Desde una personalidad nada pesimista, afirmaba: «No existe eso que llamamos mal tiempo; lo que pasa es que no llevamos la ropa adecuada». Había nacido el 20 de enero de 1946 en Missoula, población del Estado de Montana, hijo de un investigador del Departamento de Agricultura y de una profesora de lengua que le dieron vía libre para desarrollar imaginación y creatividad. Desde muy pequeño escribía, dibujaba, diseñaba artefactos… A los quince años hirió a su entrenador de natación con un explosivo casero que reventó las ventanas de cinco edificios de su calle. Fue arrestado y supuso el debut de su nombre en los periódicos.
Más tarde estudió arte –graduándose en pintura en 1969–, viajó por Europa y fue asumiendo que la imagen visual en movimiento casaba con la necesidad de expresar una vida interior a la que tenía que dar salida. «La idea –dejó escrito– tiene que bastar para ponerte en marcha porque, para mí, le sigue un proceso de acción y reacción. Es siempre un proceso de construcción y destrucción. Y tras esa destrucción se descubre algo sobre lo que se construye».
Tras varios cortos, empleó más de seis años en presentar en 1977 Cabeza borradora, un primer largometraje surrealista, romántico y duro que, rodado en blanco y negro, se convirtió casi de inmediato en clásico de culto. Un primer envite al que seguirían una decena de propuestas que labraron su fama de realizador meticuloso y obsesivo, que no dudaba en rechazar proyectos sobre los que no tuviera el absoluto control. De hecho, dijo no a dirigir El retorno del Jedi y Aquel excitante curso.
Pero, para suerte de los espectadores, fue dejando en las pantallas propuestas de la fuerza de El hombre elefante, Corazón salvaje (Palma de Oro en Cannes), Carretera perdida, Una historia verdadera, Mulholland Drive (también en Cannes premio a la mejor dirección) o Terciopelo azul, inquietante indagación sobre la extorsión, la decadencia sexual y la violencia ligada a las drogas, que él mismo consideraba una de sus propuestas más logradas.
Disconforme con el mundo de Hollywood –no fueron infrecuentes sus encontronazos con las grandes productoras–, Lynch creó en 1990 Twin Peaks, un fenómeno que cambió el mundo de las series televisivas. Ambientada en el entorno de pequeñas poblaciones en las que se desarrollaban muchos de sus proyectos, comunidades aparentemente plácidas trastornadas por trágicos acontecimientos, aquellos míticos capítulos lo encumbraron definitivamente como guionista y realizador atípico.
Pintor, dibujante, locutor radiofónico, litógrafo… siempre se mostró contrario a que se le encasillase como cineasta.
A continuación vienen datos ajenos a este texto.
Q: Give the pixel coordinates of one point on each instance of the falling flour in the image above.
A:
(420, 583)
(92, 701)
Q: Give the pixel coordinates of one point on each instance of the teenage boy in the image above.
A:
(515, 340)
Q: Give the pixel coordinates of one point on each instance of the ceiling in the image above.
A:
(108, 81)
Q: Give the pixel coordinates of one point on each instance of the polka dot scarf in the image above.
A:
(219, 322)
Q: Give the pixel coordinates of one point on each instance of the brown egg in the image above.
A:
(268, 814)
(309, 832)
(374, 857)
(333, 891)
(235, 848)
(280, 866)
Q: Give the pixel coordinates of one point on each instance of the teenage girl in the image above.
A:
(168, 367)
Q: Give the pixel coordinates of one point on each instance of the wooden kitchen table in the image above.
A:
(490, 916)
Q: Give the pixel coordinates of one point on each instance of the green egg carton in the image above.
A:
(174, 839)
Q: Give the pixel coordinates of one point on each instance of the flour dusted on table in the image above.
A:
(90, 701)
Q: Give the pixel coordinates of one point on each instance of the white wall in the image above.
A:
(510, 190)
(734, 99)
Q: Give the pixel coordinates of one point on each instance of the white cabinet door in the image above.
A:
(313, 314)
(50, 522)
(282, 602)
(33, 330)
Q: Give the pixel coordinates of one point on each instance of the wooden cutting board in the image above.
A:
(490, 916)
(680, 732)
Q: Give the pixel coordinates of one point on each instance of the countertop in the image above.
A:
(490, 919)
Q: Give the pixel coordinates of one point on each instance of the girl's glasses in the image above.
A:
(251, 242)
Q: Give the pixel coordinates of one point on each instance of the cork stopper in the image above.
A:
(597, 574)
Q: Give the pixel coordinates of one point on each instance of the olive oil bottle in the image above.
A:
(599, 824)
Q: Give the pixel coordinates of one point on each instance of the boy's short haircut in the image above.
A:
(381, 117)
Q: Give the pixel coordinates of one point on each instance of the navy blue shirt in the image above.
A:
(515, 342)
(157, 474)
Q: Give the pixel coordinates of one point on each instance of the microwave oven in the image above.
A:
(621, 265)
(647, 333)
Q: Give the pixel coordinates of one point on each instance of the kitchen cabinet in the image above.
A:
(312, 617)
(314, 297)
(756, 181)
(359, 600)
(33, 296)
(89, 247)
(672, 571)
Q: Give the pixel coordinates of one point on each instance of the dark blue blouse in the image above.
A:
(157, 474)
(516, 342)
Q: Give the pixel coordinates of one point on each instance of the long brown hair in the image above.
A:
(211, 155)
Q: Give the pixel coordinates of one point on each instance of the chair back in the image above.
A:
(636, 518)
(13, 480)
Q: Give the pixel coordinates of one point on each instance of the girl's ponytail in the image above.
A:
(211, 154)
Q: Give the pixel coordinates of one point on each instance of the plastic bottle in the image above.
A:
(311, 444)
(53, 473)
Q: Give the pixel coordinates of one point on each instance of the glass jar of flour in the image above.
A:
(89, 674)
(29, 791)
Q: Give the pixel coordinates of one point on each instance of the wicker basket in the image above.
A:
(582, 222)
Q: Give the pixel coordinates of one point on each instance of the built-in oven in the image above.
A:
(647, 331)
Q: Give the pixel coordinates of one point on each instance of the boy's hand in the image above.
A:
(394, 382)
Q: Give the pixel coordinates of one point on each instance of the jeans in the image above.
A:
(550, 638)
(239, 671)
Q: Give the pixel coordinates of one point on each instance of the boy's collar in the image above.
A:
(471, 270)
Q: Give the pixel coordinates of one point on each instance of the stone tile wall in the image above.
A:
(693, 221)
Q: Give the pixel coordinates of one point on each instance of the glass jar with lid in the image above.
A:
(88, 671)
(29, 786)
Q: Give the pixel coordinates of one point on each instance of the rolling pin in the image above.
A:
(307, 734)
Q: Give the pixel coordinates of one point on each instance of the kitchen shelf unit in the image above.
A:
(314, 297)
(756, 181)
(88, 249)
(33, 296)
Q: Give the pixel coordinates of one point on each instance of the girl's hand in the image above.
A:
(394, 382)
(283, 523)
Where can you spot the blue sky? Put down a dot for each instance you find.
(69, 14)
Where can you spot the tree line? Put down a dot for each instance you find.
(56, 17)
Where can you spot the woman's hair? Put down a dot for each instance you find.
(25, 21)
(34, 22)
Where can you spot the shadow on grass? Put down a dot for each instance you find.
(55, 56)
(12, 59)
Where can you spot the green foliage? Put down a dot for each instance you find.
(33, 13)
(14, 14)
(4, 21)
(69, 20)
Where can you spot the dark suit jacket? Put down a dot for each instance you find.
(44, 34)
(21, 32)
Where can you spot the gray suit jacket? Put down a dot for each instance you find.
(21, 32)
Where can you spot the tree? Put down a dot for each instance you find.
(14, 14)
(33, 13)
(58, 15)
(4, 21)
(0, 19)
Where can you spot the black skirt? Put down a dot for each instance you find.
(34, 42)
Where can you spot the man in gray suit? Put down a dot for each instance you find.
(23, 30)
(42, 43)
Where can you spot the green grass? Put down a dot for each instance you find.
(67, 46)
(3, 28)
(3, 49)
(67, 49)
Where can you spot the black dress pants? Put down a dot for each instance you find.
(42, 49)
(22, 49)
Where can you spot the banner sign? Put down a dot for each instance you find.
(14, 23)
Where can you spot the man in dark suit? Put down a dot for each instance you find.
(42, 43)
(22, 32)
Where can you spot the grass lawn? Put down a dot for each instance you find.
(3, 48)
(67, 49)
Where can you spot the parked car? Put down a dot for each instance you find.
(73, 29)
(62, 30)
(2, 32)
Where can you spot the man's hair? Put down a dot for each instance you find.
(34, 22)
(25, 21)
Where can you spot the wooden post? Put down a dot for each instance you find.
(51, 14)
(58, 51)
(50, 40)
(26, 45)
Muy buen guitarrista, apenas hace seis meses lanzó Cellophane Memories, su octavo disco. Porque la música era otra de sus fuentes esenciales y clave en sus filmes, en los que aportaron composiciones David Bowie o Angelo Badalamenti.
Nominado al Óscar en cuatro ocasiones, en 2019 la Academia le entregó el honorario por el conjunto de una carrera «que rompió todos los límites a través de una visión singular». Porque, consciente de que su creatividad comportaba variables diversas, se declaraba, y así queda para la historia, sobre todo hombre de cine. Un creador que en los últimos años manifestaba la pasión que le marcó la vida: «El cine es un lenguaje. Puede decir cosas: grandes, abstractas. Y eso me encanta. No siempre se me dan bien las palabras. Algunas personas son poetas y dicen las cosas con palabras bellas. Pero el cine posee un lenguaje propio. Y con él pueden decirse muchas cosas porque cuentas con el tiempo y las secuencias. Tienes diálogos. Tienes música. Tienes efectos sonoros. Tienes muchísimas herramientas. Y, por tanto, puedes expresar un sentimiento o un pensamiento que no podrían comunicarse de ningún otro modo. Es un medio mágico».
Diagnosticado de enfisema pulmonar severo hace un par de años, al hilo de una más de sus contradicciones, David Lynch aseguró que no dejaría de fumar (ni de trabajar). Ahora el mundo ha asumido la certeza de su muerte. Tenía 78 años. Fundido a negro. Luto en las pantallas.